Mas já não havia satisfação em ver o fenômeno duas vezes? Eu queria ter a chance de observar a aurora "dançando" no céu, e se eu tinha mais uma noite no Norte, a pergunta que importa é: por que não?
O frio do lado de fora do barco de retorno era cortante. Segundos era o tempo em que eu podia me dar ao luxo de tirar as luvas e fazer os ajustes na câmara fotográfica antes de começar a congelar a mão. Não tinha nenhum guia a me dizer o nível de atividade. Ou a porcentagem de nuvens no céu. Ou o tempo necessário de exposição à luz da máquina fotográfica. Foram cerca de duas horas em que a aurora apareceu à direita. Ressurgiu à esquerda. Esfumaçou. Girou. Formou espirais. Ficou verde como criptonita. Assim ela abençoou a minha última noite de sono em Tromso. Agora eu podia ir embora.

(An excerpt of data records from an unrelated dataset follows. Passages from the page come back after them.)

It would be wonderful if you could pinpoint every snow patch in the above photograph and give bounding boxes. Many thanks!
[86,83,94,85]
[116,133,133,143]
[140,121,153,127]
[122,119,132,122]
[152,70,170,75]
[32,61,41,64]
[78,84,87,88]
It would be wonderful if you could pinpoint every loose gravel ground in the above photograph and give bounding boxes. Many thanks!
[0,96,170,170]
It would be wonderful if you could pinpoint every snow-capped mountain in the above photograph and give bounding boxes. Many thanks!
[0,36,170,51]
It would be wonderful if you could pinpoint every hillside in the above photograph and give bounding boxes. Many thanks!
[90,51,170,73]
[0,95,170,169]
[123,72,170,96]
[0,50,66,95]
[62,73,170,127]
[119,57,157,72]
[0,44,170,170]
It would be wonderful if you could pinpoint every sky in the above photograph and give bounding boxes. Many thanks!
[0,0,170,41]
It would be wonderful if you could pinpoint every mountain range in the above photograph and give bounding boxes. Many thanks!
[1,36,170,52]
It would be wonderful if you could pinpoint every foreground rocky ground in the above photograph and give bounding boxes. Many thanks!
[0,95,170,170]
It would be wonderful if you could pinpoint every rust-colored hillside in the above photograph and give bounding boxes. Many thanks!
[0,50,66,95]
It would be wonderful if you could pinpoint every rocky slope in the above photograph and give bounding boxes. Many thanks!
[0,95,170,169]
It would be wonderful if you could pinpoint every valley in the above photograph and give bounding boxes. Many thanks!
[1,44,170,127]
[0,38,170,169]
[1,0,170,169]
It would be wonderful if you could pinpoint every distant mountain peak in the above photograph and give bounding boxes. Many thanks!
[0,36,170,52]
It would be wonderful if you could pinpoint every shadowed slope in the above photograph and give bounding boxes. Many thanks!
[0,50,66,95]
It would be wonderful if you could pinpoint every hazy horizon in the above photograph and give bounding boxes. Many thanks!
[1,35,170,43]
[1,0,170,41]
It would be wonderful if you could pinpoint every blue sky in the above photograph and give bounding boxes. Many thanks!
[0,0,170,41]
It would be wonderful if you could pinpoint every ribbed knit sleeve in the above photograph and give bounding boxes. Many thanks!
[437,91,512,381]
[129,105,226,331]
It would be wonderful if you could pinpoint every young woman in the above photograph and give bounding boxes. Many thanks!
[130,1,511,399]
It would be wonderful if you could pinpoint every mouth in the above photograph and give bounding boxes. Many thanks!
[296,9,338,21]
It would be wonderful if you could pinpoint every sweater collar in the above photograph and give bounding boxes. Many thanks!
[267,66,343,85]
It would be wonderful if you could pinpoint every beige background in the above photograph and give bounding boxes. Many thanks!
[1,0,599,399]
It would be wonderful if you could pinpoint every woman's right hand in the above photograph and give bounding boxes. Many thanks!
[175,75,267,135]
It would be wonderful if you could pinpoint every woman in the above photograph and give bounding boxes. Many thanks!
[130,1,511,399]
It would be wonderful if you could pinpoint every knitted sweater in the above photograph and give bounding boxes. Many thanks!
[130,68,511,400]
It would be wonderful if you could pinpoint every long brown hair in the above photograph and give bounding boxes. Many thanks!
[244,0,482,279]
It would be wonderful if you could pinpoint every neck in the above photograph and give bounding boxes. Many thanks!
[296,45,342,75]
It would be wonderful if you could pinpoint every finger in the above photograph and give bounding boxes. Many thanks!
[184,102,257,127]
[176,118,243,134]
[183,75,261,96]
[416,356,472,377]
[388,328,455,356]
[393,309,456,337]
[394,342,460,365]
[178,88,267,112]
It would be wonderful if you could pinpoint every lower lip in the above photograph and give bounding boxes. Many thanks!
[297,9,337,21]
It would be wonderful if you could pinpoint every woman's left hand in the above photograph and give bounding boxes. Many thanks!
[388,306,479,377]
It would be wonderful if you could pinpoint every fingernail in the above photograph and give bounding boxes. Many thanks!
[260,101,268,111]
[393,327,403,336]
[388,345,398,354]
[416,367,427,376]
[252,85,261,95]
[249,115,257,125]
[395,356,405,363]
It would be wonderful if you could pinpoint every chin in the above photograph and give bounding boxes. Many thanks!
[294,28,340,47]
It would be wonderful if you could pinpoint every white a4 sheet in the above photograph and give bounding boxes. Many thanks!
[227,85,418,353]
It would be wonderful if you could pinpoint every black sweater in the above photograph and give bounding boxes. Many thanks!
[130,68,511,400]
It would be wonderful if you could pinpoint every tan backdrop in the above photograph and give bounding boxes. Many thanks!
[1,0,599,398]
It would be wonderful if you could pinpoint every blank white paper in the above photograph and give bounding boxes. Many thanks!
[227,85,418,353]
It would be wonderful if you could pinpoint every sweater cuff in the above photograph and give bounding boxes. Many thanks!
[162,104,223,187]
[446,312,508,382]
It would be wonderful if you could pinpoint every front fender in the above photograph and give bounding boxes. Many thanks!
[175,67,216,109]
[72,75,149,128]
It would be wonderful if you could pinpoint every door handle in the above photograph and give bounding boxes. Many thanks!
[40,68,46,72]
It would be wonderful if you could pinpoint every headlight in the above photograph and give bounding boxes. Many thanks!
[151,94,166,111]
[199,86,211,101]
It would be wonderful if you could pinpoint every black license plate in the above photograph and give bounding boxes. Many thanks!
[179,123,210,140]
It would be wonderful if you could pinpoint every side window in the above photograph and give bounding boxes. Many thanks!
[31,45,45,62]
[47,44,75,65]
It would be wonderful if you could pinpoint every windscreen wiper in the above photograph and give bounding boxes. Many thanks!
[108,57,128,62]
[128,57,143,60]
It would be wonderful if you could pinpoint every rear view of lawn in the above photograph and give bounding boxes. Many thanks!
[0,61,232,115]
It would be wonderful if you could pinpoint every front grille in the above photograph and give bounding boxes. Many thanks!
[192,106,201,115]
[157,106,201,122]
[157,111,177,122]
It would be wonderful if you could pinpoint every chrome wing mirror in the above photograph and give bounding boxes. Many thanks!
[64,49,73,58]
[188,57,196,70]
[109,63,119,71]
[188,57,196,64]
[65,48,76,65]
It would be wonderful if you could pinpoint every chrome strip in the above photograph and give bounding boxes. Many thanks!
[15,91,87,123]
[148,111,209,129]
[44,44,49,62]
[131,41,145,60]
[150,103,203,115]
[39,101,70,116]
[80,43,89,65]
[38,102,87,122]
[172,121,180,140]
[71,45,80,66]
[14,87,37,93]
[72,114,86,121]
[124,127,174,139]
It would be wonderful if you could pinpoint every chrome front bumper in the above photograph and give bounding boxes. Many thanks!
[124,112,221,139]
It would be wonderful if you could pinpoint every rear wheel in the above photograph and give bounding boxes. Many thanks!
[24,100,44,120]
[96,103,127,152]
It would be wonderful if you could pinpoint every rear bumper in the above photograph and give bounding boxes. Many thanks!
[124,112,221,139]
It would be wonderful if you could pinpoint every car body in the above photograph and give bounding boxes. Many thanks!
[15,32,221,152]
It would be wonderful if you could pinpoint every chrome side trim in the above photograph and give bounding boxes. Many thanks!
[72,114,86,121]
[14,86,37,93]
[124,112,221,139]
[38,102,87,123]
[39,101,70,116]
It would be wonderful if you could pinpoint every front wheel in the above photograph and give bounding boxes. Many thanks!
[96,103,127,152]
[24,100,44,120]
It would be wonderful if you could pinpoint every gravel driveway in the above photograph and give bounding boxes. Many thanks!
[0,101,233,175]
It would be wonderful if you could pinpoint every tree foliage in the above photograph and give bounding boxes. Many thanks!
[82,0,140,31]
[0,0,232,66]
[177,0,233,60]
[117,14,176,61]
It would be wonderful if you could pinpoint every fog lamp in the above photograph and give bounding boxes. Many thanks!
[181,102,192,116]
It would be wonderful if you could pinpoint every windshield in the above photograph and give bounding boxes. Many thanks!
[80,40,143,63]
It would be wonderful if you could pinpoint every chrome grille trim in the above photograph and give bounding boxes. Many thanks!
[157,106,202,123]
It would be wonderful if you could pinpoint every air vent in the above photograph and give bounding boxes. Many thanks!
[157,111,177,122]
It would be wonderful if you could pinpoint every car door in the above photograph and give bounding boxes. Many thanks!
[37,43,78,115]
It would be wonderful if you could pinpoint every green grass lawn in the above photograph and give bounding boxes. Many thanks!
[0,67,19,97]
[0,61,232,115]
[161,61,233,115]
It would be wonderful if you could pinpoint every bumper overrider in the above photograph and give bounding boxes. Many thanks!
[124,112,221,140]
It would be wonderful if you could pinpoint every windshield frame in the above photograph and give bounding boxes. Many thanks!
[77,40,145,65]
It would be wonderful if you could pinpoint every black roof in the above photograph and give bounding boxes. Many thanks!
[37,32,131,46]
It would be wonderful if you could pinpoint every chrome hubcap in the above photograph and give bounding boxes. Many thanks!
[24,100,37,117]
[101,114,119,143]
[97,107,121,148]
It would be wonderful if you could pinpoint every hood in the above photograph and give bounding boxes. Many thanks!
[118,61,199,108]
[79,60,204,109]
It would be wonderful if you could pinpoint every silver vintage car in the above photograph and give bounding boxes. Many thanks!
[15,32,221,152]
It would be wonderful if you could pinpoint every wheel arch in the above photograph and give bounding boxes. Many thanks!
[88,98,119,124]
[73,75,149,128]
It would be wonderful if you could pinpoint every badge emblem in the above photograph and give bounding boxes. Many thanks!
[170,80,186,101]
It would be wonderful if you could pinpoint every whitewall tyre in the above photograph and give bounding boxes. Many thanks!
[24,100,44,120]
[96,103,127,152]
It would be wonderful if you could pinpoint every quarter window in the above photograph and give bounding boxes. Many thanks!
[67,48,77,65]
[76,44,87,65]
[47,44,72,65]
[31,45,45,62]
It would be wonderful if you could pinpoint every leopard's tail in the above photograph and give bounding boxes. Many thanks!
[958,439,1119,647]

Bård Løken / Visitnorway.com
Paraíso das atividades de inverno
Tromso também é muito procurada pela diversão na neve
- Skiing ou snowshoeing: esquiar ou, para quem não tem muita habilidade, apenas caminhar na neve, rumo a montanhas locais, usando sapatos especiais.

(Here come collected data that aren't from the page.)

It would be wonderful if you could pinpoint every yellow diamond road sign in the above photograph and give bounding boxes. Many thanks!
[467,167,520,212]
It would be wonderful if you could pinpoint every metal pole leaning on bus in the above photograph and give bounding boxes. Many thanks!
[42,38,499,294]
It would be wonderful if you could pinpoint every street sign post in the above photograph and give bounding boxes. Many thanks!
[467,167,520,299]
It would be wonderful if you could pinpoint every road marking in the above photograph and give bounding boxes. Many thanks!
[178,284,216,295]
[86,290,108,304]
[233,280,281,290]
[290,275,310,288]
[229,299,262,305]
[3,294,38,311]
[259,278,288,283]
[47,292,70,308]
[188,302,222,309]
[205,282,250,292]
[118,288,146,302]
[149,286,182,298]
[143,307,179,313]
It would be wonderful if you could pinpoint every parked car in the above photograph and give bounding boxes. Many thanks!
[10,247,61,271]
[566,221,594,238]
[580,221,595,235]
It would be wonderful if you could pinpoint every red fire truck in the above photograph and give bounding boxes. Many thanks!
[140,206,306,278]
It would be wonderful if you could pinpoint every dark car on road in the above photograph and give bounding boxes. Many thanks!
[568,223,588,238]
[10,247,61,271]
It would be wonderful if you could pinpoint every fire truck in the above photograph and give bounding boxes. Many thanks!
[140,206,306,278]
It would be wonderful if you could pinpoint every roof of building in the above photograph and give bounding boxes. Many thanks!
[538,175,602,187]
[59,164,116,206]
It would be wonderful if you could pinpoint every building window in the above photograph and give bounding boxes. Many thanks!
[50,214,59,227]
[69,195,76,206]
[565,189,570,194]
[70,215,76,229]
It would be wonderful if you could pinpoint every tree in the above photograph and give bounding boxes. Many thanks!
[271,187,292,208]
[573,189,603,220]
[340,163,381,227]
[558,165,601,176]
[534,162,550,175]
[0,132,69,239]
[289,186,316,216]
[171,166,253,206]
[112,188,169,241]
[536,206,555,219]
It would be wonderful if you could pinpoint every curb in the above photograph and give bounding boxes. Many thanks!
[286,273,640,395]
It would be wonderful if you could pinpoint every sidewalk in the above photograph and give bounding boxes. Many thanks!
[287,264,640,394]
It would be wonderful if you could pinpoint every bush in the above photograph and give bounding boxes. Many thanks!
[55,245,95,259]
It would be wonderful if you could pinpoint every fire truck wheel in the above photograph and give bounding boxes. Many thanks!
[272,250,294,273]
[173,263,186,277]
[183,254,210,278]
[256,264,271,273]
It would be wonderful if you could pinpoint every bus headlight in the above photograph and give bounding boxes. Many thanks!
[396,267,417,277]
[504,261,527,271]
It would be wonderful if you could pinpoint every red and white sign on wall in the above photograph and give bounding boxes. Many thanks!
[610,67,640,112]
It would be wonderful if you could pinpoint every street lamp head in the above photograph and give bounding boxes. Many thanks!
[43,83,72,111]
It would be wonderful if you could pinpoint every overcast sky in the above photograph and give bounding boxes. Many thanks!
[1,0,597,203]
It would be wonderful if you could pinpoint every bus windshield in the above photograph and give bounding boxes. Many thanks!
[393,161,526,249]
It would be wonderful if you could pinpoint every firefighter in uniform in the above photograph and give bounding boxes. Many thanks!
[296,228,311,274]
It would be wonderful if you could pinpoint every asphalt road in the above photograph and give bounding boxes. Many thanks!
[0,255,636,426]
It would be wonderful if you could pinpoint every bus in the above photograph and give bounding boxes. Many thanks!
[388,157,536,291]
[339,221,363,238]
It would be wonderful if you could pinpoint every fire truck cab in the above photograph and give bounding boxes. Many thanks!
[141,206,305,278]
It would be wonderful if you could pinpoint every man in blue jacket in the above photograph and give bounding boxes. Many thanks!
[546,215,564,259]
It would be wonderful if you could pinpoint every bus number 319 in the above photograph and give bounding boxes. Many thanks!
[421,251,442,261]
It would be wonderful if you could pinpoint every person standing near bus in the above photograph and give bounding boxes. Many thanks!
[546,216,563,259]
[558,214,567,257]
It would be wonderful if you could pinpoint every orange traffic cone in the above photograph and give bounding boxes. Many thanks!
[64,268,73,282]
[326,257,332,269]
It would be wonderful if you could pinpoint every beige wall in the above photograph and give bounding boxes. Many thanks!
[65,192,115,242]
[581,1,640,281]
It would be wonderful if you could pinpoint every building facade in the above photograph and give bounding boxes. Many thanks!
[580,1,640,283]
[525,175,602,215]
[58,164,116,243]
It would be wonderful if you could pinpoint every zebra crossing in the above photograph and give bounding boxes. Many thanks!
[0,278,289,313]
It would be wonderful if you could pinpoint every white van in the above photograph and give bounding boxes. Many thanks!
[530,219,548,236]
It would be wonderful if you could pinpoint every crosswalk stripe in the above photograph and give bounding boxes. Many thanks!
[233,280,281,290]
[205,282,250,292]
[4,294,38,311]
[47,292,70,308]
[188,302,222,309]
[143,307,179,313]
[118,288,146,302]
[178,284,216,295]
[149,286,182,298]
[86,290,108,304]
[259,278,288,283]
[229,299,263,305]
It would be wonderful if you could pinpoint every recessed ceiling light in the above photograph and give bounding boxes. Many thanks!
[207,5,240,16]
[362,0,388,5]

- Snowmobiling: em uma espécie de moto da neve, turistas podem percorrer paisagens na neve e também ver a aurora boreal, em passeios que combinam pilotar o veículo e esperar pelas luzes
- Dog sledding: passeios pela neve em que o turista sobe em uma espécie de carrinho guiado por huskies. Há também versões com renas.
- Noite em uma tenda sami: agências te levam para passar a noite em lavvus, como são conhecidas as tendas dos samis (lapões), para conhecer um pouco da história do povo nativo da Lapônia.
Maria Rita Horn / Arquivo Pessoal
Nem tudo é aurora e neve
A cidade também é conhecida por outras atrações culturais e atividades de verão
- Maratona do sol da meia-noite: aqueles que buscam corridas exóticas pelo mundo têm aqui uma boa pedida. Correr à meia-noite, na presença da luz solar, atrai esportistas do mundo todo. Desde 1990, sempre em junho
- Sol que não se põe: mesmo quem não corre procura a cidade para ver o fenômeno do sol que não se põe. Em Tromso, de 20 de maio a 22 de julho, são 24 horas de luz solar
- Polaria: com design inovador, uma espécie de aquário-museu sobre o norte da Noruega e a ilha de Svalbard
- Funicular: o veículo te leva ao topo do Monte Storteinen (a 421 metros de altura). Esteve em manutenção até início de maio
- Catedral do Ártico: igreja de 1965, composta por 11 arcos em forma de triângulo
- Vida noturna: Tromso é conhecida como a cidade com mais pubs per capita do que qualquer outro município norueguês
*O site de informações turísticas da cidade traz uma lista de atividades culturais, gastronômicas e de aventura em Tromso.